Es fehlt aber auch an den von § 381 Z 1 geforderten Voraussetzungen. Nach dieser Bestimmung genügt die Besorgnis der objektiven Vereitelung oder Erschwerung der Rechtsverfolgung, die konkret behauptet und bescheinigt werden muss (E. Kodek in Angst, § 381 EO Rz 5 mwN). Nach der Rechtsprechung reicht die Bestreitung des von der gefährdeten Partei behaupteten Anspruchs für sich allein nicht aus, objektive Gefährdung anzunehmen. Vielmehr müssen zu der Bestreitung noch weitere Umstände hinzukommen, die eine in § 381 Z 1 EO angesprochene Besorgnis begründet erscheinen lassen (RIS-Justiz RS0005369).

Auch diesbezüglich kann es in dem hier zu entscheidenden Fall nur auf die Gefahr ankommen, die von einer Nichteinhaltung der behaupteten maximalen Abbautiefe herrührt. Aus dem vom Erstgericht als bescheinigt angenommenen Sachverhalt lässt sich die Gefahr nur abstrakt aus dem Umstand ableiten, dass die beklagte Partei nur über ein Stammkapital von S 500.000,-- verfügt.
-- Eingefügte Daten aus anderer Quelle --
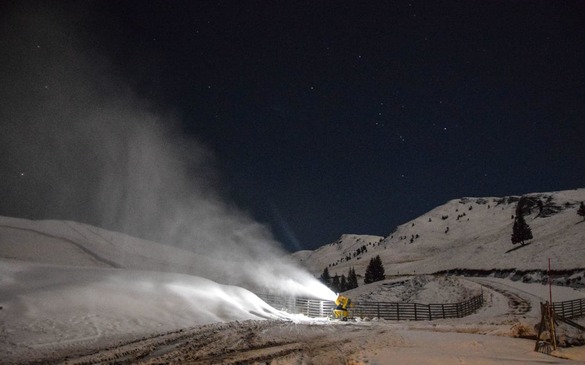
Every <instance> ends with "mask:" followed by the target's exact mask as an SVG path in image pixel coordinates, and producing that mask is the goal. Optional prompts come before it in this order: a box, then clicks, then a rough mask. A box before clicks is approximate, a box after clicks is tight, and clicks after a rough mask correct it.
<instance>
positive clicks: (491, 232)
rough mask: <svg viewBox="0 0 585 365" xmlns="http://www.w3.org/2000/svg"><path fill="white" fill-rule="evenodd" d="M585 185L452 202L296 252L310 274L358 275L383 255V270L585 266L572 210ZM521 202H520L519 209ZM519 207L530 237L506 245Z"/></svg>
mask: <svg viewBox="0 0 585 365" xmlns="http://www.w3.org/2000/svg"><path fill="white" fill-rule="evenodd" d="M582 201H585V189H577V190H570V191H561V192H553V193H534V194H527V195H524V196H508V197H502V198H496V197H489V198H462V199H457V200H451V201H449V202H447V203H446V204H444V205H441V206H439V207H437V208H435V209H433V210H431V211H429V212H427V213H425V214H423V215H422V216H420V217H418V218H416V219H414V220H412V221H410V222H407V223H405V224H403V225H401V226H398V227H396V228H395V229H394V230H393V231H392V233H391V234H389V235H388V236H387V237H377V236H359V235H343V236H341V238H340V239H339V240H337V241H335V242H333V243H330V244H327V245H325V246H322V247H320V248H318V249H317V250H315V251H299V252H296V253H294V254H293V257H294V258H295V259H296V260H297V261H298V262H300V263H301V264H302V265H304V266H305V267H307V268H308V269H309V270H310V271H311V272H312V273H313V274H314V275H320V274H321V273H322V272H323V269H324V268H325V267H328V269H329V272H330V274H331V275H335V274H336V273H337V274H338V275H342V274H345V275H347V272H348V270H349V268H350V267H354V268H355V270H356V273H357V275H358V276H363V274H364V272H365V269H366V267H367V265H368V263H369V261H370V259H371V258H372V257H375V256H376V255H380V257H381V258H382V262H383V264H384V267H385V270H386V274H387V275H396V274H415V273H416V274H423V273H435V272H439V271H444V270H452V269H456V268H463V269H481V270H492V269H518V270H545V269H546V268H547V267H548V258H550V259H551V261H552V266H553V269H557V270H561V269H562V270H568V269H583V268H585V222H584V219H583V217H581V216H579V215H578V214H577V209H578V207H579V203H580V202H582ZM519 202H521V204H520V205H521V206H520V208H518V205H519ZM517 209H519V210H520V211H521V212H522V214H523V216H524V218H525V220H526V222H527V223H528V225H529V226H530V228H531V229H532V233H533V236H534V239H532V240H530V241H528V242H527V244H526V245H525V246H523V247H520V244H516V245H513V244H512V243H511V234H512V226H513V224H514V217H515V216H516V214H517Z"/></svg>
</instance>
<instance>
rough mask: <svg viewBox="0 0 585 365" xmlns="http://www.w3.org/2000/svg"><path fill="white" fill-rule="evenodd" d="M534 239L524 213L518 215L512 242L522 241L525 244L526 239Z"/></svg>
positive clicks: (514, 228)
mask: <svg viewBox="0 0 585 365" xmlns="http://www.w3.org/2000/svg"><path fill="white" fill-rule="evenodd" d="M530 239H532V230H531V229H530V226H529V225H528V223H526V221H525V220H524V217H523V216H522V214H520V215H518V216H517V217H516V220H515V221H514V226H513V227H512V244H517V243H520V244H521V245H522V246H524V241H527V240H530Z"/></svg>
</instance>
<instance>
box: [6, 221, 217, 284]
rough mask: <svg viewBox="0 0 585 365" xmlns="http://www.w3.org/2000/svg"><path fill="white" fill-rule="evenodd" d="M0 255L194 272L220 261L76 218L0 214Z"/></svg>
mask: <svg viewBox="0 0 585 365" xmlns="http://www.w3.org/2000/svg"><path fill="white" fill-rule="evenodd" d="M0 258H5V259H15V260H21V261H29V262H34V263H43V264H54V265H67V266H80V267H95V268H118V269H129V270H151V271H164V272H176V273H185V274H196V273H198V272H204V271H205V270H206V269H208V268H212V267H213V266H214V265H216V264H219V263H215V262H213V260H211V259H210V258H208V257H204V256H201V255H200V254H195V253H193V252H191V251H186V250H182V249H180V248H176V247H171V246H167V245H163V244H159V243H156V242H151V241H147V240H143V239H139V238H135V237H132V236H128V235H126V234H123V233H118V232H112V231H107V230H104V229H101V228H98V227H94V226H90V225H87V224H82V223H77V222H72V221H56V220H44V221H31V220H27V219H19V218H10V217H0Z"/></svg>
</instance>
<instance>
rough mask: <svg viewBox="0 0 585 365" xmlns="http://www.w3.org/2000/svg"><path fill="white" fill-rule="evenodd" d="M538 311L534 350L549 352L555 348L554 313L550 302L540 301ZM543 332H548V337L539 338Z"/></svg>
mask: <svg viewBox="0 0 585 365" xmlns="http://www.w3.org/2000/svg"><path fill="white" fill-rule="evenodd" d="M540 313H541V315H540V326H539V328H538V335H537V336H536V345H535V347H534V351H538V352H545V353H550V352H552V351H556V349H557V331H556V327H555V318H556V315H555V311H554V309H553V306H552V304H550V303H549V302H545V303H540ZM544 332H548V339H542V338H541V337H542V334H543V333H544Z"/></svg>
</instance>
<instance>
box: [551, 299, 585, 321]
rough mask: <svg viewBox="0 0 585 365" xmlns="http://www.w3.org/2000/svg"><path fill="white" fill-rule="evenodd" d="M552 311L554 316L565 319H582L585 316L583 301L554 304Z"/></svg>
mask: <svg viewBox="0 0 585 365" xmlns="http://www.w3.org/2000/svg"><path fill="white" fill-rule="evenodd" d="M553 309H554V311H555V313H556V314H558V315H560V316H562V317H564V318H566V319H572V318H578V317H583V316H585V299H575V300H568V301H566V302H554V303H553Z"/></svg>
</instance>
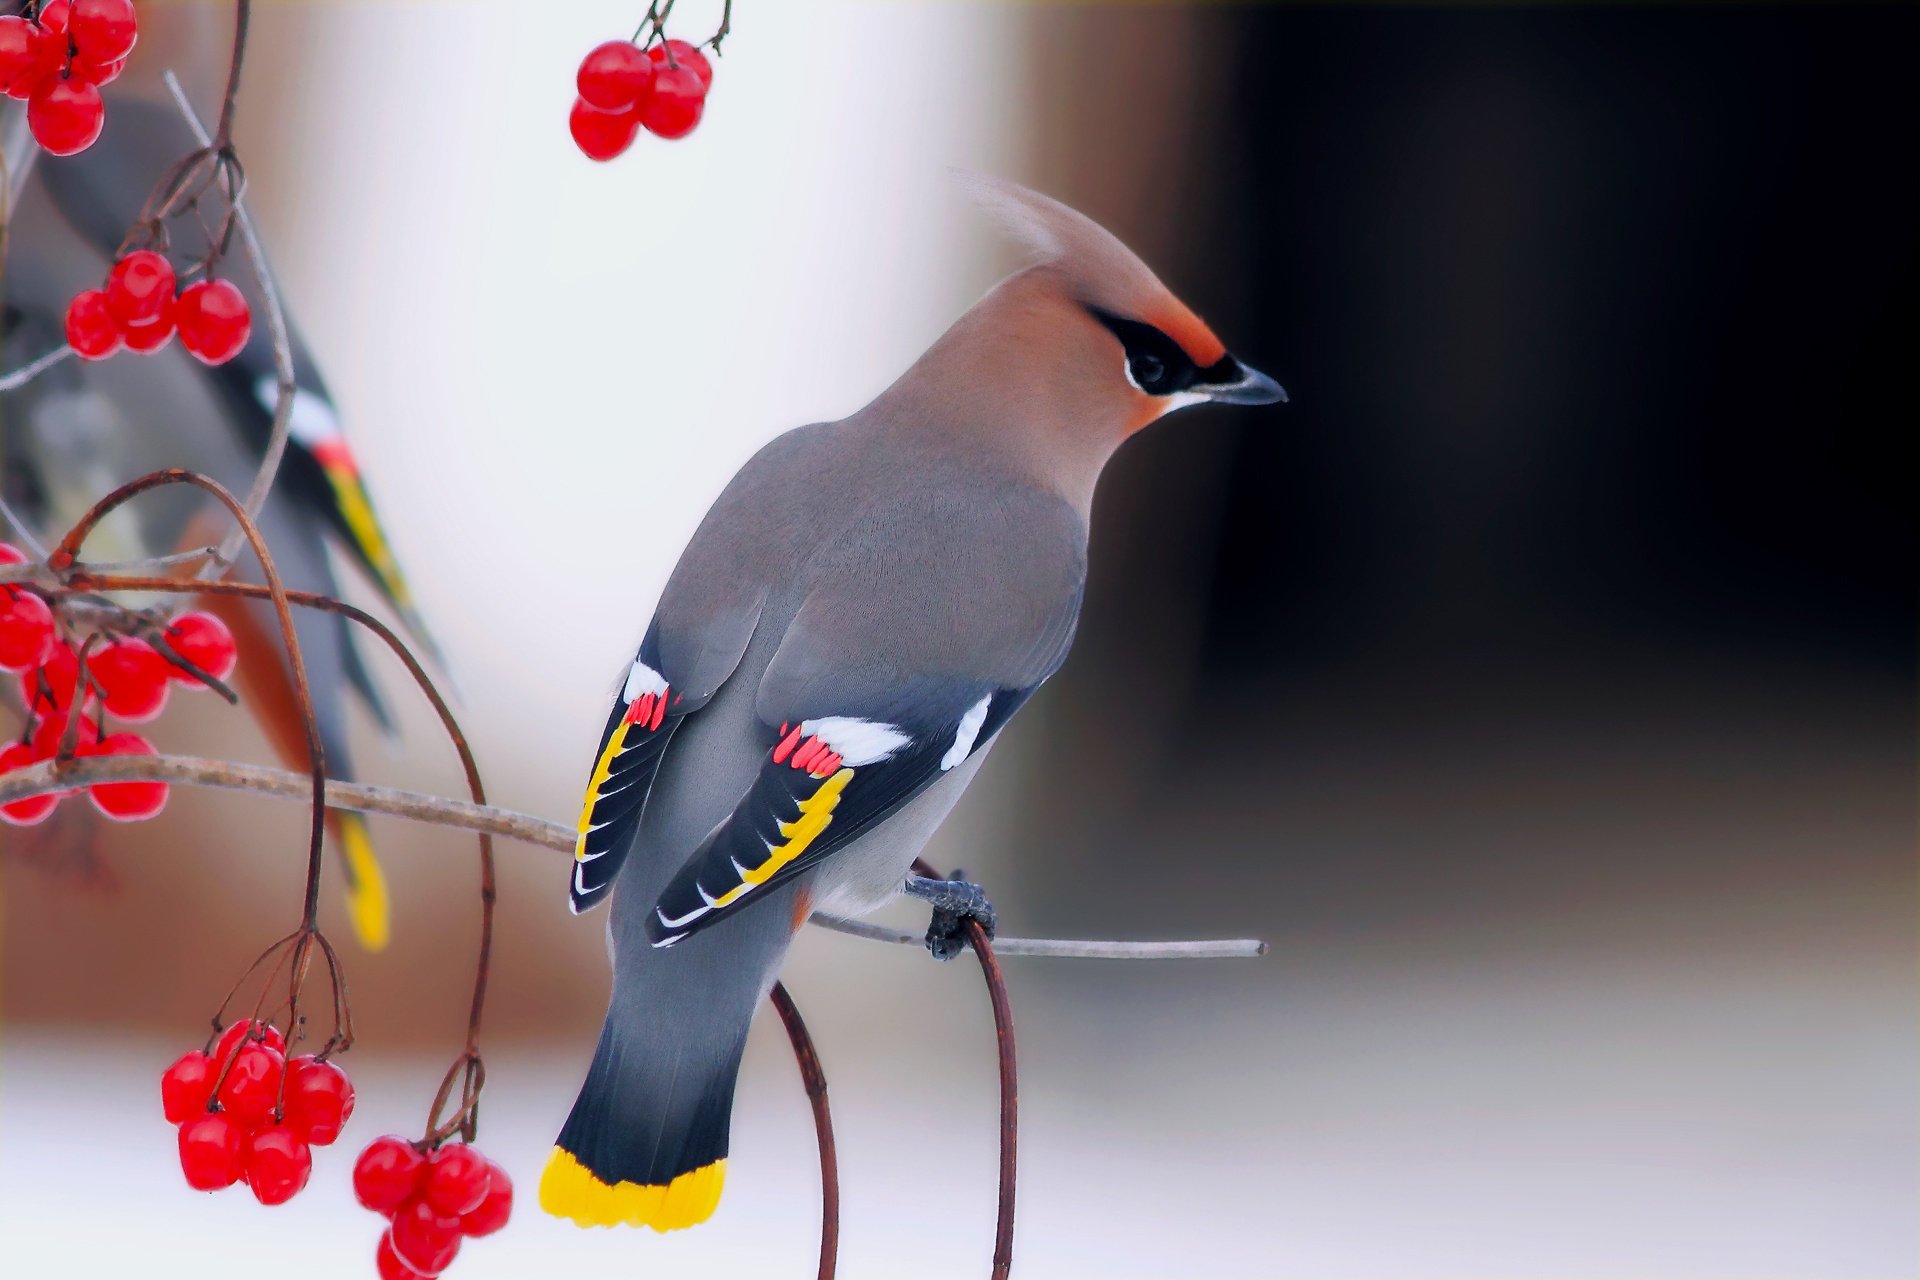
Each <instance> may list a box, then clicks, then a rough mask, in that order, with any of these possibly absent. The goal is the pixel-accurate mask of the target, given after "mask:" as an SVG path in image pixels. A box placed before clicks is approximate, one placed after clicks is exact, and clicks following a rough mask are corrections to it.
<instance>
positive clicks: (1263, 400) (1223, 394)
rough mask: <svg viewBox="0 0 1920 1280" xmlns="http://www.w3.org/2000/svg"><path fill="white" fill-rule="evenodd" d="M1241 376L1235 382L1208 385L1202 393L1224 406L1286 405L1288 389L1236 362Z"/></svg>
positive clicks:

Dieser Betrag ist aber in keiner Richtung aussagekräftig für eine konkrete Gefahr iSd § 381 Z 1 EO, lässt sich doch daraus keine Information über die Vermögenssituation und die Zahlungsfähigkeit der beklagten Partei ableiten. Die wirtschaftliche Lage eines der beiden Gesellschafter-Geschäftsführer der beklagten Partei ist für sich allein ebenfalls ohne Aussagekraft für eine konkrete Gefährdung. Da die von § 381 EO zwingend geforderten Voraussetzungen für die Erlassung einer einstweiligen Verfügung nicht vorliegen, ist die den Antrag abweisende erstinstanzliche Entscheidung wiederherzustellen. Die Kostenentscheidung beruht auf §§ 41, 50 ZPO iVm §§ 78, 402 Abs 4 EO. Durch die Abweisung des Sicherungsantrags hat die klagende und gefährdete Partei ihrer Gegnerin die Kosten des Revisionsrekurses als Kosten eines vom Hauptverfahren losgelösten Zwischenstreites iSd § 52 ZPO zu ersetzen (7 Ob 92/04m). Ein Ersatz von Kosten des Rekursverfahrens kommt nicht in Betracht, weil die eingebrachte Rekursbeantwortung schon seinerzeit vom Rekursgericht zurückgewiesen worden ist.